The epidemic has also penetrated the military, with reports of drug deals occurring within army bases. The Ministry of Defence is tightening measures by introducing drug tests for conscripts. Legal responses have become more stringent, with a crypto-powered drug dealer recently receiving a seven-year jail sentence in Busan, indicating the seriousness of the issue and the government's commitment to addressing this new challenge in drug trafficking.
Singapore In:Review
In Singapore, there has been a notable increase in crypto wallet drainer attacks, facilitated through sophisticated phishing campaigns and the exploitation of smart contracts. Criminals use Drainer-as-a-Service software to gain unauthorised access to victims' cryptocurrency funds by enticing them to click on malicious links, then tricking them into connecting their wallets and authenticating with private keys on fraudulent websites. The final step involves victims interacting with a deceptive smart contract, purportedly to claim free tokens, which ultimately allows hackers to drain their assets. These stolen funds are often sent to crypto mixers to obfuscate their origin, making recovery efforts challenging.
Crypto security firms have raised alarms over the growing prevalence of such malicious applications, with communities dedicated to wallet drainers expanding rapidly. For instance, a Solana wallet drainer community reportedly had over 6,200 users.
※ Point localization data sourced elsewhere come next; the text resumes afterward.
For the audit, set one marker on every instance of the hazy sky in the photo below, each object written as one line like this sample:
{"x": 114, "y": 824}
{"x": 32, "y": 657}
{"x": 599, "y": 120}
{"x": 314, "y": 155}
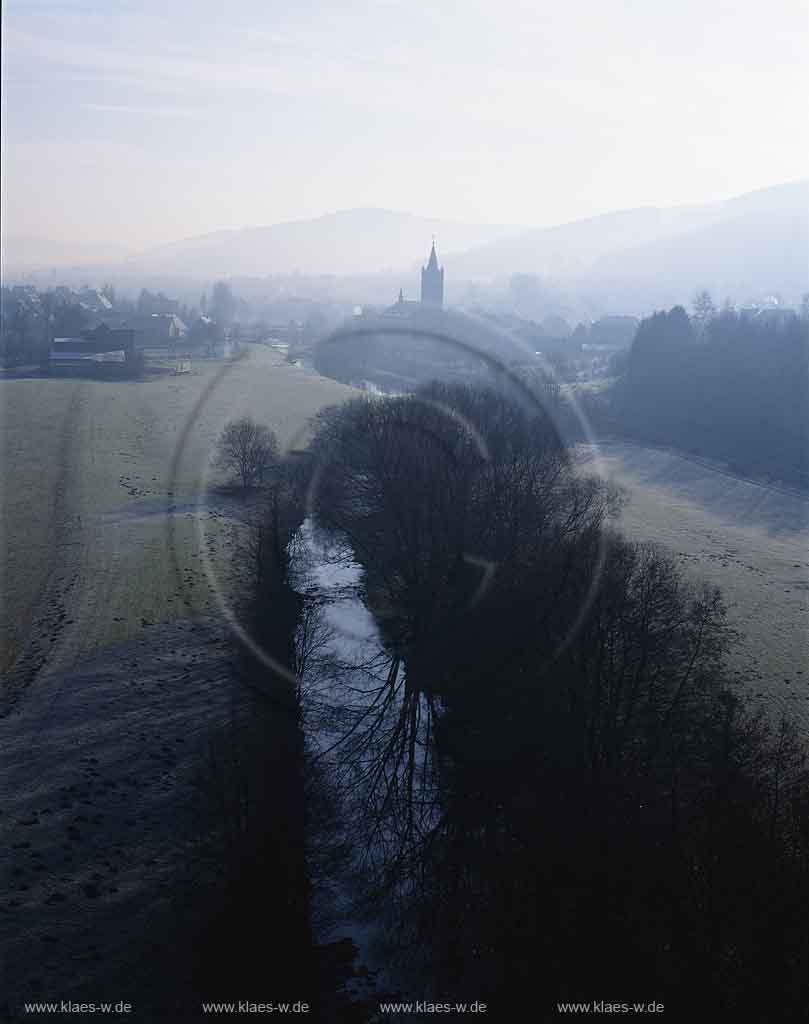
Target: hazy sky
{"x": 141, "y": 122}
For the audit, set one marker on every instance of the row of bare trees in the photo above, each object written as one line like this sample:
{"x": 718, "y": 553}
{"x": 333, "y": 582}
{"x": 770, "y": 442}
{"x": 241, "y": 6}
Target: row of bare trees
{"x": 551, "y": 781}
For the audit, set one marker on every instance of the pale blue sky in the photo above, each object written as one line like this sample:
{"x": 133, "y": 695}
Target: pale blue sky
{"x": 151, "y": 121}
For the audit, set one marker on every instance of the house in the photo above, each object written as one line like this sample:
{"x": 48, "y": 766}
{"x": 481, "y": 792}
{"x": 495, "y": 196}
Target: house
{"x": 159, "y": 331}
{"x": 101, "y": 349}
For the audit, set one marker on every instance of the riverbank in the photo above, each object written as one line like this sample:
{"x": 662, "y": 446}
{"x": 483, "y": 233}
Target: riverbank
{"x": 81, "y": 459}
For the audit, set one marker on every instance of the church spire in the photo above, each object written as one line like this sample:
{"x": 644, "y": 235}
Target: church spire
{"x": 432, "y": 281}
{"x": 432, "y": 263}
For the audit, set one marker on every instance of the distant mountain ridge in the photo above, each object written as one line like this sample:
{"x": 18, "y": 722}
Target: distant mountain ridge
{"x": 603, "y": 244}
{"x": 359, "y": 241}
{"x": 757, "y": 243}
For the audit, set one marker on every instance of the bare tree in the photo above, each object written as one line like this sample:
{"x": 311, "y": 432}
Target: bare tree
{"x": 247, "y": 449}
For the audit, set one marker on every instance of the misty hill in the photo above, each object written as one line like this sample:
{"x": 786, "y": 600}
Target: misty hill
{"x": 763, "y": 232}
{"x": 348, "y": 242}
{"x": 758, "y": 245}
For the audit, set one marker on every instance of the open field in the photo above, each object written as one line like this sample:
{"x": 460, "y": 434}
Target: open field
{"x": 92, "y": 472}
{"x": 750, "y": 540}
{"x": 122, "y": 672}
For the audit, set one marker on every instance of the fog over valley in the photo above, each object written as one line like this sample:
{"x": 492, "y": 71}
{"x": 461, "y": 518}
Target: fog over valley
{"x": 405, "y": 510}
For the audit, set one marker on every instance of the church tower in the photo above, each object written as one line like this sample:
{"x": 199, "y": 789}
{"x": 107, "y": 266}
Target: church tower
{"x": 432, "y": 281}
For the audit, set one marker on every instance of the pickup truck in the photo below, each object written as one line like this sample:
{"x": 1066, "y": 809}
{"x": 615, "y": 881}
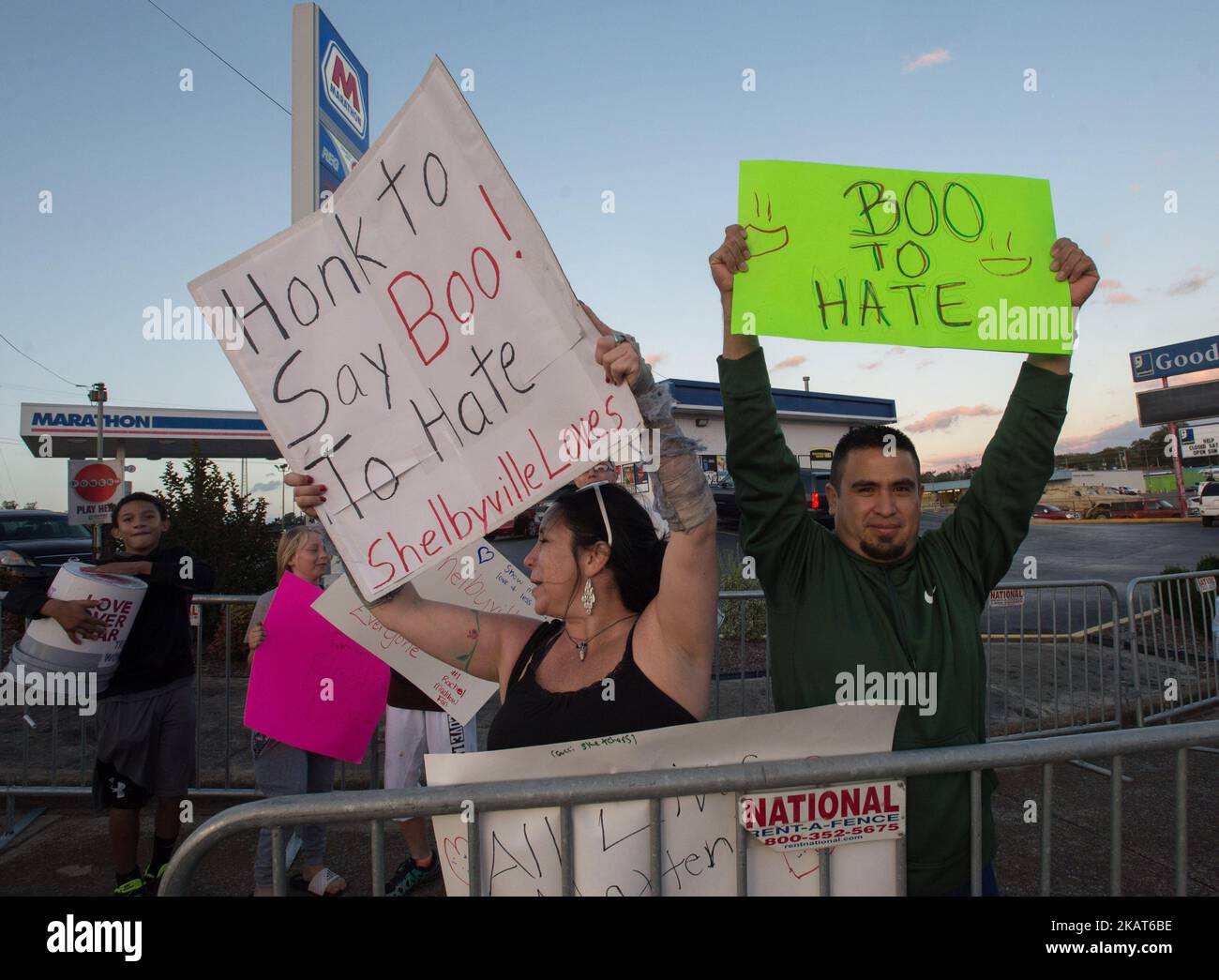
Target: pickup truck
{"x": 1208, "y": 503}
{"x": 728, "y": 513}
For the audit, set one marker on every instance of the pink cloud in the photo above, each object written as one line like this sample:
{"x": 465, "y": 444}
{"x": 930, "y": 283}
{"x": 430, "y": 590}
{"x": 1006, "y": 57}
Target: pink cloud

The year 2024 has already seen $77 million lost to crypto scams. High-profile incidents include the compromise of multiple accounts owned by Ripple Labs CEO, Chris Larsen, and a sophisticated supply chain attack on Ledger Connect Kit users, where a malicious payload was injected into a software component to gain access to decentralised applications linked to users' wallets. Additionally, SIM-swap attacks remain a significant threat, with criminals manipulating mobile operators to hijack victims' mobile numbers, facilitating access to crypto applications and leading to substantial financial thefts.
Best of the Rest
The Metropolitan Police in London seized over GBP 1.4 billion worth of bitcoin linked to a substantial investment fraud originating from China, marking one of the largest cryptocurrency seizures globally. The seizure was disclosed during the trial of Jian Wen, 42, accused of laundering bitcoin for her ex-employer, Yadi Zhang, an alleged fugitive from Beijing. The UK police recovered more than 61,000 bitcoin from devices in a safety deposit box and a property shared by Wen and Zhang in 2018, with the total value reaching approximately GBP 1.4 billion by July 2021. Zhang, real name Zhimin Qian, is accused of defrauding over 128,000 investors out of roughly GBP 5 billion between 2014 and 2017, subsequently converting the stolen funds into bitcoin and fleeing to London under a false identity. While Wen is not implicated in the fraud itself, she faces charges for allegedly assisting Zhang in converting the bitcoin into cash, jewellery, luxury items, and property, fully aware that these were proceeds of crime. The trial reveals Wen's attempts to purchase a GBP 12.5 million London property for Zhang and highlights her previous work in Chinese takeaway restaurants before meeting Zhang in 2017. The trial is ongoing.
I hope you find Risk In:Review informative and helpful.